The father, in effect, has the right to say yes to the adoption, or incur huge costs in an almost certainly doomed attempt to assert his own parenthood. In the event that he is actually consulted, and does not immediately indicate that he has no objection to the adoption, he will learn of his "potential rights" with regard to mounting a challenge to the adoption.
Since a father has no automatic rights as a parent, merely the right to apply to a court for such rights, the only option open to a man in this situation is to apply immediately to the courts for joint guardianship of his child. Without guardianship, he has no right to mount a legal challenge to the adoption.
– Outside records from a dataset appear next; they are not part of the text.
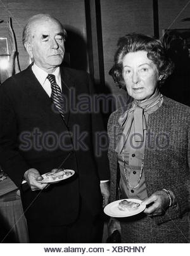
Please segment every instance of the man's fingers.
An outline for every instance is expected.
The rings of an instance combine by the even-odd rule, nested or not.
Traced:
[[[35,179],[37,181],[42,181],[44,179],[44,178],[40,176],[39,177],[37,177],[37,178]]]

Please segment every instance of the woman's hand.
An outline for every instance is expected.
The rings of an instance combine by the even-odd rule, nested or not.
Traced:
[[[169,206],[170,200],[167,194],[161,190],[143,200],[141,204],[147,206],[144,212],[148,216],[158,216],[165,214]]]

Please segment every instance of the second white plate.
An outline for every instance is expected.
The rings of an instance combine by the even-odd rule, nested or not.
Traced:
[[[140,203],[140,206],[137,209],[134,210],[120,210],[118,208],[118,203],[124,200],[126,200],[129,202],[133,202],[134,203]],[[121,199],[120,200],[114,201],[105,207],[104,208],[104,213],[108,216],[115,217],[130,217],[133,216],[134,215],[138,214],[143,210],[146,208],[146,205],[142,205],[142,201],[139,199],[134,199],[134,198],[127,198],[127,199]]]

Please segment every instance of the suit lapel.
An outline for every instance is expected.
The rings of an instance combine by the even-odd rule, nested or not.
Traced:
[[[23,81],[24,88],[29,98],[35,98],[39,111],[42,112],[42,115],[46,115],[47,113],[49,113],[52,118],[55,118],[55,122],[63,122],[65,125],[61,115],[53,111],[52,101],[34,74],[32,65],[28,67],[26,72],[25,81]]]
[[[73,99],[73,95],[72,90],[73,90],[75,86],[75,81],[73,77],[69,73],[68,70],[63,67],[60,67],[60,74],[61,79],[62,93],[63,94],[64,99],[66,100],[65,123],[67,127],[69,127],[71,118],[71,101],[75,99]]]

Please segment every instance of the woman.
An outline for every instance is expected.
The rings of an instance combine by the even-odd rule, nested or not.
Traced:
[[[134,99],[110,117],[111,201],[137,198],[144,212],[111,219],[123,243],[189,243],[190,108],[159,92],[172,72],[158,40],[122,37],[110,70]]]

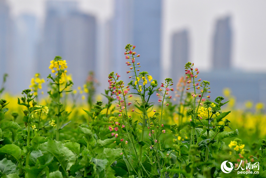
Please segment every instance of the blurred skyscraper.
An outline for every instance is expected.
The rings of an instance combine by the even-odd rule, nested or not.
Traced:
[[[216,69],[230,68],[232,51],[232,29],[230,17],[218,19],[213,37],[212,60]]]
[[[9,70],[7,80],[9,91],[13,93],[28,88],[31,78],[37,72],[36,22],[36,18],[29,14],[22,14],[14,20],[14,53],[8,63],[12,66]]]
[[[174,33],[172,42],[172,61],[170,77],[176,84],[179,78],[185,74],[184,66],[189,60],[189,44],[188,32],[183,30]]]
[[[88,72],[95,69],[95,18],[80,12],[78,2],[49,1],[42,41],[40,47],[39,71],[46,78],[50,61],[60,56],[69,66],[75,87],[82,85]]]
[[[146,71],[160,83],[161,24],[162,4],[161,0],[135,0],[133,38],[132,44],[136,46],[137,60],[140,62],[141,71]],[[130,23],[130,22],[129,22]]]
[[[10,9],[5,0],[0,1],[0,81],[7,73],[9,60],[12,58],[12,21]]]
[[[113,53],[115,72],[128,82],[124,53],[128,43],[136,46],[136,61],[140,63],[140,71],[149,72],[154,79],[161,82],[161,0],[116,0],[113,18]],[[108,84],[106,84],[107,85]]]

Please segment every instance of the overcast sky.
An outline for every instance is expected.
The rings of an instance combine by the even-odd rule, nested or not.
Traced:
[[[33,13],[40,18],[40,24],[43,22],[45,0],[8,1],[14,16],[23,13]],[[111,18],[113,14],[114,0],[78,1],[82,10],[95,15],[100,23]],[[161,55],[165,74],[170,64],[171,35],[184,29],[189,33],[190,60],[201,69],[211,67],[215,21],[227,15],[232,17],[233,66],[248,71],[266,71],[264,69],[266,68],[266,1],[163,0],[162,2]]]

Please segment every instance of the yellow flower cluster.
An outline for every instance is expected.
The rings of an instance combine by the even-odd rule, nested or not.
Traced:
[[[143,80],[143,85],[145,85],[147,84],[147,81],[146,78],[145,77],[142,77],[142,80]]]
[[[59,71],[60,69],[64,70],[67,68],[67,66],[66,65],[67,63],[66,63],[65,60],[60,60],[58,61],[54,61],[54,60],[53,60],[51,61],[50,63],[51,64],[50,65],[49,68],[52,70],[52,73],[55,73],[56,72],[56,70]],[[55,70],[54,69],[54,68],[55,68]],[[65,70],[64,72],[65,73],[67,72],[66,70]]]
[[[38,89],[42,89],[41,84],[45,82],[44,79],[43,78],[41,79],[40,77],[40,74],[35,74],[34,78],[32,78],[31,81],[31,84],[29,86],[29,87],[32,88],[32,90],[34,92],[33,94],[35,95],[36,95],[38,94]]]
[[[151,80],[152,79],[152,77],[151,75],[147,75],[147,78],[148,78],[148,80],[149,80],[149,82],[150,82]],[[146,78],[145,77],[142,77],[142,78],[141,78],[140,77],[137,77],[137,79],[135,81],[135,85],[136,85],[137,84],[137,82],[139,82],[139,80],[140,79],[140,78],[142,78],[142,80],[143,80],[143,85],[145,85],[146,84],[148,83],[148,81],[147,79],[146,79]],[[152,81],[152,82],[151,83],[155,83],[155,82],[154,81]],[[139,86],[140,87],[140,86]],[[140,91],[142,90],[141,89],[140,90]]]
[[[36,113],[37,113],[41,112],[42,113],[45,113],[45,114],[47,115],[49,112],[49,109],[47,106],[36,105],[35,106],[35,107],[38,107],[38,108],[41,108],[42,107],[43,107],[43,108],[41,109],[39,109],[35,110],[35,112]]]
[[[245,145],[242,144],[240,145],[238,145],[237,142],[235,141],[231,141],[230,142],[230,144],[228,145],[228,146],[232,148],[232,147],[234,146],[236,146],[234,149],[234,150],[236,151],[238,151],[239,149],[242,149],[240,153],[242,154],[245,153],[245,151],[244,150],[244,147],[245,147]]]
[[[231,141],[230,144],[228,145],[228,146],[230,147],[230,148],[232,148],[232,147],[234,146],[236,146],[237,145],[237,142],[235,141]]]
[[[35,129],[35,130],[37,131],[37,129],[36,129],[36,125],[33,125],[32,126],[32,128],[33,130]]]
[[[54,127],[56,125],[56,124],[55,123],[55,122],[55,122],[55,121],[54,120],[52,119],[51,121],[49,121],[49,124],[51,125],[51,126],[52,127]]]
[[[85,93],[89,93],[89,89],[88,89],[87,85],[86,84],[84,84],[83,85],[83,90],[81,89],[81,87],[78,87],[78,90],[79,91],[79,93],[80,94],[82,94],[83,93],[83,92]],[[74,90],[73,91],[73,93],[74,94],[76,94],[77,93],[77,90]],[[81,98],[84,100],[85,99],[86,97],[85,97],[85,96],[84,95],[82,95],[82,96],[81,96]]]
[[[208,113],[208,108],[205,108],[204,107],[201,107],[198,111],[198,116],[202,118],[205,116],[206,114]]]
In the normal course of events he would require the consent of the mother for an application for guardianship to be favourably considered, but it is open to him to try his luck with the court if this consent is not forthcoming.
In practice, then, the only possibility of preventing an adoption of his own child resides in the likelihood that protracted court proceedings between the natural parents about guardianship and/or custody will almost certainly rule out the successful completion of an adoption.
Nobody that I have spoken to in this area can recall a single case in this State in which a father prevented adoption of his child and succeeded in obtaining custody for himself.
What this means, in substance and in effect, is that the mother has a virtually unchallengeable entitlement to dispose of "her" child in whatever way she pleases. She alone can decide that a child is to be banished, not just from one side of his or her family, but from both.
The father has no rights, other than a minor capacity to create a nuisance, which, in the Kafkaesque world of family law, would be seen as evidence that he was an unsuitable parent anyway.
Thus, the clause in the 1998 Act referring to the father's right to be "consulted" is a fig-leaf to conceal the State's refusal to treat all parents as equal human beings.
Why is it shocking that a handful of mothers have been deprived of their children in dubious circumstances, and not at all shocking that many, many thousands of fathers have been treated far, far worse?
This element of the 1998 Act was cobbled together some four years after the State had been deeply embarrassed in the European Court, when a young Irishman, Joseph Keegan, took a case after his former girlfriend put their child up for adoption without his consent. He won the case, but did not get his child back, because the court found that in the six years it had taken to process the matter, the child had bonded with her adoptive parents and could be separated from them only at enormous emotional cost.
Joseph Keegan had been willing to adopt his own daughter. The mother and her family refused and the forces of the State were marshalled to deny Mr Keegan and his child their fundamental moral right to be together.
The adoption issue illustrates yet again the glaring double standard which governs our cultural responses to unmarried parenthood. Mothers are given virtually unrestricted rights over the lives of children and simultaneously adjudged to be deserving of "compassion" and "support", no matter what they decide; fathers are either ignored and excluded or subjected to criticism and abuse because, usually, they will have behaved in precisely the manner the culture has dictated.